The Mackinac Center for Public Policy points out that “mixing food and fuel markets for political reasons has done American consumers no discernable good, while producing measurable harm.”
However, perhaps summing up the issue most succinctly is Mark J. Perry, professor of economics and finance at the University of Michigan-Flint:
Anytime you have Paul Krugman agreeing on ethanol with such a diverse group as the Wall Street Journal, Reason Magazine, the Cato Institute, Investor's Business Daily, Rolling Stone Magazine, the Christian Science Monitor, The New York Times, John Stossel, The Ecological Society of America, the American Enterprise and Brookings Institutions, the Heritage Foundation, George Will, and Time magazine, you know that ethanol has to be one of the most misguided public policies in US history.
But Brazil seems to have made it work. Using just 1% of its arable land, Brazil produced 6.57 billion gallons of ethanol last year, roughly half the annual oil production of Iraq. Ethanol accounts for about 50% of Brazil’s automotive fuel.

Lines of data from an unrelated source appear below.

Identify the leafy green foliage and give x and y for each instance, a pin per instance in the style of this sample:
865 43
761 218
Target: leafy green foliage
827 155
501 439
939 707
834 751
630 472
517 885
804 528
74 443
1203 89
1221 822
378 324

Brazilian aircraft maker Embraer (ERJ) and General Electric (GE) are working to develop ethanol suitable for powering commercial aircraft, with a test flight possible by early 2012.
Most importantly, Brazil relies on imported oil for only 10% of its energy needs today -- due in large part to its ethanol industry.
So what’s Brazil doing right?
The answer is simple. Unlike the United States, Brazil makes its ethanol from sugar, which yields more than eight units of energy for each unit invested, whereas corn-based ethanol yields a paltry 1.5 units of energy for each unit used. Sugar-based ethanol is also cheap to produce, at $0.60 a gallon.
It seems so obvious. An alternative fuel that works already exists. What’s stopping us from using it?
A decision made 36 years ago by a man named Rusty Butz, before ethanol was even a blip on anyone’s radar.
In 1973, Earl “Rusty” Butz, President Nixon's USDA chief, did away with agricultural price supports introduced by the Roosevelt administration that were intended to prevent farmers from getting hurt financially by limiting supply when bumper crops would have otherwise flooded the market.
They were also meant to keep consumers from being squeezed by releasing warehoused grain when crop yields were low and prices would otherwise naturally spike. Butz ginned up political support for the administration by encouraging farmers to plant "fencerow to fencerow" while the government provided them with subsidies to cover the difference between market prices and production costs.